« Ah les rêves, c’est toujours terrible !
Dans les rêves on ne peut pas s’empêcher de chercher une solution. »
Sauve qui peut (la vie) de Jean-Luc Godard
Avant-propos
Il était une fois…
Oui, je crois bien que c’est ainsi que cela a commencé.
La marraine et bonne fée, ce fut Annamaria, sœur bienveillante d’Alfredo Capurso. Elle avait eu l’intuition que j’étais la personne à même d’écrire le livre dont il rêvait depuis longtemps. Elle nous a réunis chez elle.
Les rêves ont beaucoup compté dans cette histoire, peut-être parce que nous nous trouvions près de Rimini, la ville où a grandi Federico Fellini, le cinéaste des songes et fantasmes. Peut-être parce que se les raconter était le moyen le plus facile de dévoiler l’intime sans trop en dire.
D’Alfredo je savais seulement qu’il était accordeur de piano et qu’il vivait à Londres. Lui savait que j’écrivais des livres.
Ayant joué du piano par le passé, en possédant un, j’avais déjà eu recours à un accordeur, sans pour autant mesurer à quel point la tâche était complexe. Quant à l’histoire de l’échelle musicale et de la gamme tempérée, j’en ignorais tout.

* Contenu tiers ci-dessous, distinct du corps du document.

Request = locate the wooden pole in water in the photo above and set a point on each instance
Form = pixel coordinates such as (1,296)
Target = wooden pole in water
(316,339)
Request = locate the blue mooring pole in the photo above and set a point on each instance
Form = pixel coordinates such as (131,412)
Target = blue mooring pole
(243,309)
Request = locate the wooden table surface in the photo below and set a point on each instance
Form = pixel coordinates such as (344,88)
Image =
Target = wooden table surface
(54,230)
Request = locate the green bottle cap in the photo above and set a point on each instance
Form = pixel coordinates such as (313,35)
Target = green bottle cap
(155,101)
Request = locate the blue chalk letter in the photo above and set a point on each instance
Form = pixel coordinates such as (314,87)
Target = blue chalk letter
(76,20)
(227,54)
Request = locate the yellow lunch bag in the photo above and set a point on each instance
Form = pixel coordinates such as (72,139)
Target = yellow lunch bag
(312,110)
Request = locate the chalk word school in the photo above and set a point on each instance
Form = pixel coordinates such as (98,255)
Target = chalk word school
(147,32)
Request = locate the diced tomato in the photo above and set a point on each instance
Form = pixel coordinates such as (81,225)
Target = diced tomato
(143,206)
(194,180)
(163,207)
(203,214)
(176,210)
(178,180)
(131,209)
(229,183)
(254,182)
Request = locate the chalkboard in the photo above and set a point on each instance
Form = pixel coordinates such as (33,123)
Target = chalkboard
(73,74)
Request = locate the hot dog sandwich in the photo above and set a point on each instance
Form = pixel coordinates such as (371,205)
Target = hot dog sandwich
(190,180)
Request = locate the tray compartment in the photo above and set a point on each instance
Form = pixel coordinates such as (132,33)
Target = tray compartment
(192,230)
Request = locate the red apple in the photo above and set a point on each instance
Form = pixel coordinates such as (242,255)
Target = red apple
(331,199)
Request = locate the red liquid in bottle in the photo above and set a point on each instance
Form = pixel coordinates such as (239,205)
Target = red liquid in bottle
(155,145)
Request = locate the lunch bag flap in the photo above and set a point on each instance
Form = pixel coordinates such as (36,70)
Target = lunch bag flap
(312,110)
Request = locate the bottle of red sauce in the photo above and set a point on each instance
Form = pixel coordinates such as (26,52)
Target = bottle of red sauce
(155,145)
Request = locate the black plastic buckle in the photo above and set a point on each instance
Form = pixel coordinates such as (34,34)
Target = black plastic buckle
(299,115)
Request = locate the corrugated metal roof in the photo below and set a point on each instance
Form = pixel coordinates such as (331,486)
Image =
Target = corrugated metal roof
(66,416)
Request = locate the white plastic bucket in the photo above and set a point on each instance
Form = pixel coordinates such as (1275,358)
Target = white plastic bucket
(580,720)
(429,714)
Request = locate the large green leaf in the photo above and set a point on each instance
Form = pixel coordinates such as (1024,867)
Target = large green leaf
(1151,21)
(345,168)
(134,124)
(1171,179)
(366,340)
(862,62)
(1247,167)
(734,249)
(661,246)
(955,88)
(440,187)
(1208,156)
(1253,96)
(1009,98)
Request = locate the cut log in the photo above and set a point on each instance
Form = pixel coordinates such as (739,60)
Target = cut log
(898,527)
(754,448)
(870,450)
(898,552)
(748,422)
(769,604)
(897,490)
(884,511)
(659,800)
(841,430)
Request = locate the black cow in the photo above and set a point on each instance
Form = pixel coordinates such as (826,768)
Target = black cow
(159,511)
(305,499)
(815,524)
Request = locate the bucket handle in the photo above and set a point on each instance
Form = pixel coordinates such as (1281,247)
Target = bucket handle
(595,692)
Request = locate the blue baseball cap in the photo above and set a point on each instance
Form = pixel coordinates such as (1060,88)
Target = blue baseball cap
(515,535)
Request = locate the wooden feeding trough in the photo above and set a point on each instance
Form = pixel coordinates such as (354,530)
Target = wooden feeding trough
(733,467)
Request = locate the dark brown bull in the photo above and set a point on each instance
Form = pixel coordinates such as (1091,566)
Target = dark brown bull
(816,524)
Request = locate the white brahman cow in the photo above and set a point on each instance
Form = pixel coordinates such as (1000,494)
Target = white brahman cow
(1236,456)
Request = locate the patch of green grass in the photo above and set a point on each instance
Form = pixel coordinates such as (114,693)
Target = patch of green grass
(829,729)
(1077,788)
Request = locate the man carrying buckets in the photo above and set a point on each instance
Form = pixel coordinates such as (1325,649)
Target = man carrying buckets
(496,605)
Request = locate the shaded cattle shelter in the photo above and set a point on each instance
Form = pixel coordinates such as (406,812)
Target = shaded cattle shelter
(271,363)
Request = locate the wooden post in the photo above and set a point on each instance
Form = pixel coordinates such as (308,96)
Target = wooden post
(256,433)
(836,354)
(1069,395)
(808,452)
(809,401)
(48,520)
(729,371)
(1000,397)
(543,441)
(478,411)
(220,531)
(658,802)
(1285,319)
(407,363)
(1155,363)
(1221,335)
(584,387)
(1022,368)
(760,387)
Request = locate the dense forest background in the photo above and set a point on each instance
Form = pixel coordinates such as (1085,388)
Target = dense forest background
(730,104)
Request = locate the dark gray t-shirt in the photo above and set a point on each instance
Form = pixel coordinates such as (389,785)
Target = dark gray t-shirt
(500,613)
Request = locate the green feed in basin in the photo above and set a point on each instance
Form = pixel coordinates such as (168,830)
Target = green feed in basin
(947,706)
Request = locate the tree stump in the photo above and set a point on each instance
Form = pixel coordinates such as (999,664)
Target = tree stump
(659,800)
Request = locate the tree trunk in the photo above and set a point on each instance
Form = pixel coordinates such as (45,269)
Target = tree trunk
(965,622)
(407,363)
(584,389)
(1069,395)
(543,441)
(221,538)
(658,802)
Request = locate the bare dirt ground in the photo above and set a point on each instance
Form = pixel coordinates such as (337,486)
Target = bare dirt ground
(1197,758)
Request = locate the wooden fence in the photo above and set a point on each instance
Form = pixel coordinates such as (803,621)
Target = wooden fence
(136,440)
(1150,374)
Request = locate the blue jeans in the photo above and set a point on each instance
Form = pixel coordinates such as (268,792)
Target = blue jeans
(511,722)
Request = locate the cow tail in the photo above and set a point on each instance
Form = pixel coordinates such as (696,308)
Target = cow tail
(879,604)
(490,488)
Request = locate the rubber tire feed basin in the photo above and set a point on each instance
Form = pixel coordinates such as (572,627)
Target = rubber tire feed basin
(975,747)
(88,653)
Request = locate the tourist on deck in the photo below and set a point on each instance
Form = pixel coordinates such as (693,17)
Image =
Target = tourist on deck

J’avais appris d’Annamaria que son frère était l’auteur d’une découverte extraordinaire mais je n’en connaissais pas la teneur. De sorte que lorsque nous nous parlâmes, Alfredo et moi, d’un projet d’écriture, aucun de nous deux ne savait où cela allait nous mener.
Au cours d’une longue promenade il m’entretint de son travail et surtout de l’importance des battimenti. Je suis loin d’être bilingue ; ce jour-là, je crus qu’il me parlait des bâtiments où l’on installait les pianos ! Un quiproquo qui racontait la difficulté de ne pas disposer d’un langage commun. Il évoqua aussi les vagues – en italien on utilise le même mot pour parler des vagues de la mer et des ondes sonores –, ces maudites vagues comme le pensaient certains. Des vagues enchanteresses pour lui.
Après avoir remis en question des règles millénaires sur les notes de musique, Alfredo Capurso avait expérimenté un nouveau système d’accord à partir des fameux battements dont vous entendrez parler tout au long de ces pages : le résultat sonore était envoûtant, assurait-il. Cherchant alors à transmettre sa pratique originale et ne rencontrant qu’incrédulité, il s’obstina des années durant à prouver sa validité par les mathématiques. Lorsqu’il y parvint, sa théorie eut un effet de repoussoir auprès de la majorité de ses collègues ; le contraire de ce qu’il avait espéré.
Pour ma part, ayant été bercée durant mon enfance et adolescence par les jeux de logique et les raisonnements abstraits, je ne craignais ni les formules ni les chiffres. Cela dit, Alfredo répétait que l’aspect théorique de sa découverte ne devait pas être le sujet central du livre. L’important était de raconter quel joyau sonore il parvenait à extraire d’un instrument. L’émerveillement qu’il suscitait chez les pianistes tenait à sa méthode mais était aussi l’effet d’une passion qui avait embrasé sa vie et dont il souhaitait faire connaître la genèse.